Quality is a philosophical concept related to how persons, things, facts, activities, conditions and so on are. Quality is not absolute since it depends on values, both individual and shared among groups, communities and societies. Quality is relative since it depends on culture, ethics and civilisation, being linked to time, space and quantity dimensions. Therefore, quality is something difficult to grasp. It should improve, but for every situation to which it is related (persons, products, social communities, etc.) different aspects appear with several combinations. Today there are many approaches to quality and important good practices arise within the mainstream of Total Quality Management (TQM). TQM:
is a comprehensive approach that involves an organisation to continuously improve its performance over the long term, being customer–focused and meeting the needs of all stakeholders
concerns the system as a an undivided "whole", an organisational complex based on interdependent components (e.g. suppliers, inputs, processes, resources, people, outputs, customers, etc.)

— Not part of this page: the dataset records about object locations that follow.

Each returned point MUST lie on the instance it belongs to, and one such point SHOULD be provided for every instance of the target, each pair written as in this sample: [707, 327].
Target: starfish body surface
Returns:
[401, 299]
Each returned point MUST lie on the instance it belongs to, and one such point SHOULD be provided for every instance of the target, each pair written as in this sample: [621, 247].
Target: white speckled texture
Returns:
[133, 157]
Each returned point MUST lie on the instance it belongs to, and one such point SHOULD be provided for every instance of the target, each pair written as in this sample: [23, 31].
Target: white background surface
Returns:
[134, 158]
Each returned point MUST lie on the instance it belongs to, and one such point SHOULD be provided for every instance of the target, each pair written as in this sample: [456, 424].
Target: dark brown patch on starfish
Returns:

considers the effects of changes on the entire system, not just the individual elements
- develops a climate of trust and co-operation among the stakeholders
TQM itself, as a container of concepts aimed at pursuing quality, changes in relation to corporate and community culture. Three basic Japanese terms clearly represent the above assumption:
Kaizen, as a process of continuous, slow, day-by-day change
- Kairyo, as fast, unpredictable modifications and improvement
- Kyosei, as an emphasis on social and environmental responsibilities for the present and future generations, as well as equity within world-wide and between local economies
While ISO 9000 certifications have been created for TQM, those concerning ISO 14001, EMAS and SA 8000 more properly regard TQEM. Their ways to improve quality underline how corporate strategic visions are necessary to promote the principles of sustainable development as a set of core values guiding the firm’s decision-making processes at all levels and fields of activity (e.g. marketing, training, auditing, life cycle of products and processes, etc.).
The quality management approach therefore starts on a meta-level and does not prescribe fixed standards. It deals with the methods and procedures with which quality targets that have been set can be attained or exceeded. The commitment is to ensure optimal and transparent management in the fulfilment of very complex objectives.